Erhürman koltuk hastası bi-çare'dir
"Çare değişimdir" diyerek, DEĞİŞİMİ kendisinin cumhurbaşkanı seçilmesine bağlayan Cumhuriyetçi Türk Partisi(CTP) Genel Başkanı, cumhurbaşkanı adayı, Akel işbirlikçisi ve Rum tezlerinin KKTC acentesi Tufan Erhürman, ilk çare olarak kendi duruşunu gözden geçirmeli, -DEĞİŞMELİ-, Anavatan Türkiye'nin 'bir daha kesinlikle federasyon görüşülmeyecek' kararına saygı gösterip, daldığı rüyadan uyanmalı ve ada gerçeklerini dikkate alarak egemen eşitliğimize, Kıbrıs Türk halkının bin bir meşakkatle şehitler uğruna kurduğu devletimize sahip çıkmalıdır. Erhürman ille de DEĞİŞİM diyorsa, sabah akşam federasyona karşı çıkan ve iki devlete dayalı çözüme karşı çıkan Anavatan Türkiye'ye ve Cumhurbaşkanı Ersin Tatar'a da saldırmaktan kendini alıkoymalı, sakinleşerek Rum'un-Yunan'ın kuyruğuna maşrapa olmaktan vazgeçmelidir. Erhürman, çareyi değişimde görüyorsa, esas çarenin geçmişten ders alarak devletimiz KKTC'ye ve Anavatanımıza sarılmak olduğunu, Kıbrıs Türk halkının iki devletli çözüm iradesinin kökleşmesi olduğunu ve daha da önemlisi çarenin birlik ve beraberlik içerisinde kenetlenmek olduğunu, tek yürek olmaktan geçtiğini kafasına kazımalı, yüreğinde hissetmelidir.

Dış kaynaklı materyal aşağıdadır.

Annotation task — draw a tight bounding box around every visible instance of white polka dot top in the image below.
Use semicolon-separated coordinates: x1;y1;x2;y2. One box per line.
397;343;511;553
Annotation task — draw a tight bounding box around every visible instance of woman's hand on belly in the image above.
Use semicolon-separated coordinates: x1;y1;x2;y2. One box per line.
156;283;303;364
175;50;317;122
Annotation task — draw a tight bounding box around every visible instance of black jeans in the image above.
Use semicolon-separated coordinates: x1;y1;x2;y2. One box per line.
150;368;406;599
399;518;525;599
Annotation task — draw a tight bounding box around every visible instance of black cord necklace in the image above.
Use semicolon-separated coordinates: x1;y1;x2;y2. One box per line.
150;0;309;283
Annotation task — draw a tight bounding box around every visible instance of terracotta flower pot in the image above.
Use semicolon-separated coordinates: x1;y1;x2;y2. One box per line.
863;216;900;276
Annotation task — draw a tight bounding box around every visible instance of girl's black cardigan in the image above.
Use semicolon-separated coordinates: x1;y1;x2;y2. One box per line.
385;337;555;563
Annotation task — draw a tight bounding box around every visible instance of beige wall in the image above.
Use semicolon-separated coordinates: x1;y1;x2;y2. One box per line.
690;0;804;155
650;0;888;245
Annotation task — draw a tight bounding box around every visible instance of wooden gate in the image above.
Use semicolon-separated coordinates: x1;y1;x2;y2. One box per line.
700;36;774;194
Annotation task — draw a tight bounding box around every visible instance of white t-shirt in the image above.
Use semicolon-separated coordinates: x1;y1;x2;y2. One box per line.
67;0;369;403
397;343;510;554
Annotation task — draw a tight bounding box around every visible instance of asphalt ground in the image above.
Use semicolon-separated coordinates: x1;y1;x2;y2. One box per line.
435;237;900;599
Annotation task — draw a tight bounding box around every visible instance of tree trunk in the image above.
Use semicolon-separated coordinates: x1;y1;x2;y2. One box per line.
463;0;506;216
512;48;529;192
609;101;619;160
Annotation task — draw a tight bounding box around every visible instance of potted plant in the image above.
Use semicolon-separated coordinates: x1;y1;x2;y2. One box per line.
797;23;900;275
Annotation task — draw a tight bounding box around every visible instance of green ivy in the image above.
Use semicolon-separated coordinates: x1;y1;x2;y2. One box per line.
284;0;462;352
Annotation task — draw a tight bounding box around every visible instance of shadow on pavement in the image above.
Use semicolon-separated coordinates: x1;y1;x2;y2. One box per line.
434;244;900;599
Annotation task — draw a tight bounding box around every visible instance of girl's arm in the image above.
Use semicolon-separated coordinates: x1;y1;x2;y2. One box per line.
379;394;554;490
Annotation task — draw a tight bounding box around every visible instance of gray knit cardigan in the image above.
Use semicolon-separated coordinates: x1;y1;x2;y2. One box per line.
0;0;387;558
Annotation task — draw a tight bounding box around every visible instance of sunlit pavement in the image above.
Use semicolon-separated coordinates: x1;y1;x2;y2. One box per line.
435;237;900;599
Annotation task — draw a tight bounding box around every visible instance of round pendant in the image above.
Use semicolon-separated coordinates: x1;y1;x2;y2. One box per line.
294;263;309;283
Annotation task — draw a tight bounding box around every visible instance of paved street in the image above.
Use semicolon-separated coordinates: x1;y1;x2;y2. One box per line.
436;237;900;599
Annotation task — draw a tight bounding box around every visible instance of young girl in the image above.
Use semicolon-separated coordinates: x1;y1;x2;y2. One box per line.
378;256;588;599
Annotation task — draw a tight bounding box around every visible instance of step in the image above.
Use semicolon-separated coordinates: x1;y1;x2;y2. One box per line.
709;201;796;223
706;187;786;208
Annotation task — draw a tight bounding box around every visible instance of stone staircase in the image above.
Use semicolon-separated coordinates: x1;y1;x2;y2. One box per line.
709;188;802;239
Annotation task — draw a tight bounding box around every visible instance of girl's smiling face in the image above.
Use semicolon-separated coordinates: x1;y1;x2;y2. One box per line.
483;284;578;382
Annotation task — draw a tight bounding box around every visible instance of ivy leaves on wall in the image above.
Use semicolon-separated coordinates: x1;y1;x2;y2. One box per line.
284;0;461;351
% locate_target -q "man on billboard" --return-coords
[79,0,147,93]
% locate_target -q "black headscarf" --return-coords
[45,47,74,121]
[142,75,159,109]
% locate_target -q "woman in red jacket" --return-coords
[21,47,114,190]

Kendini dev aynasına gören, sürekli "kazanacağım, cumhurbaşkanı olacağım" diye adeta "eşeğe binmeden ayaklarını sallayan" Erhürman'a değişim yerine federasyon illetine karşı üzerinde durulması gereken ÇARE'leri sıraladım. Kıbrıs Türk halkının ÇARE-SİZ değildir,egemenliğe,devlete ve Anavatan Türkiye'ye bağlı olan Cumhurbaşkanı Ersin Tatar'ın görevine devam etmesi için sandığa gidecek, Erhürman'a dersini verecektir.
ÇARE, Rum tarafının keyfini beklemek, bir 60 yıl daha masaya bağlı kalmak yerine, müzakere zincirlerinden kurtulup, egemenliğimize sahip çıkmak, devletimize güvenmek ve tanınmasını sağlamaktır.
ÇARE, Kıbrıs Türk halkını yok etmek isteyen Rum'a ve destekçileri emperyalist Batı'ya karşı dik durmaktır.
ÇARE, Kilise destekli Enosis'in ve EOKA'nın Güney Kıbrıs'ta canlı olduğunu bilmek, ilk fırsatta adada tek bir Türk bırakmamak üzere, Akritas gibi, İfestos gibi soykırım planlarını devreye sokacaklarının hazırlıkları içerinde olduklarını unutmamak ve geçmişteki katliamları, göçleri yeniden yaşamamak için uyanık ve tedbirli olmaktır.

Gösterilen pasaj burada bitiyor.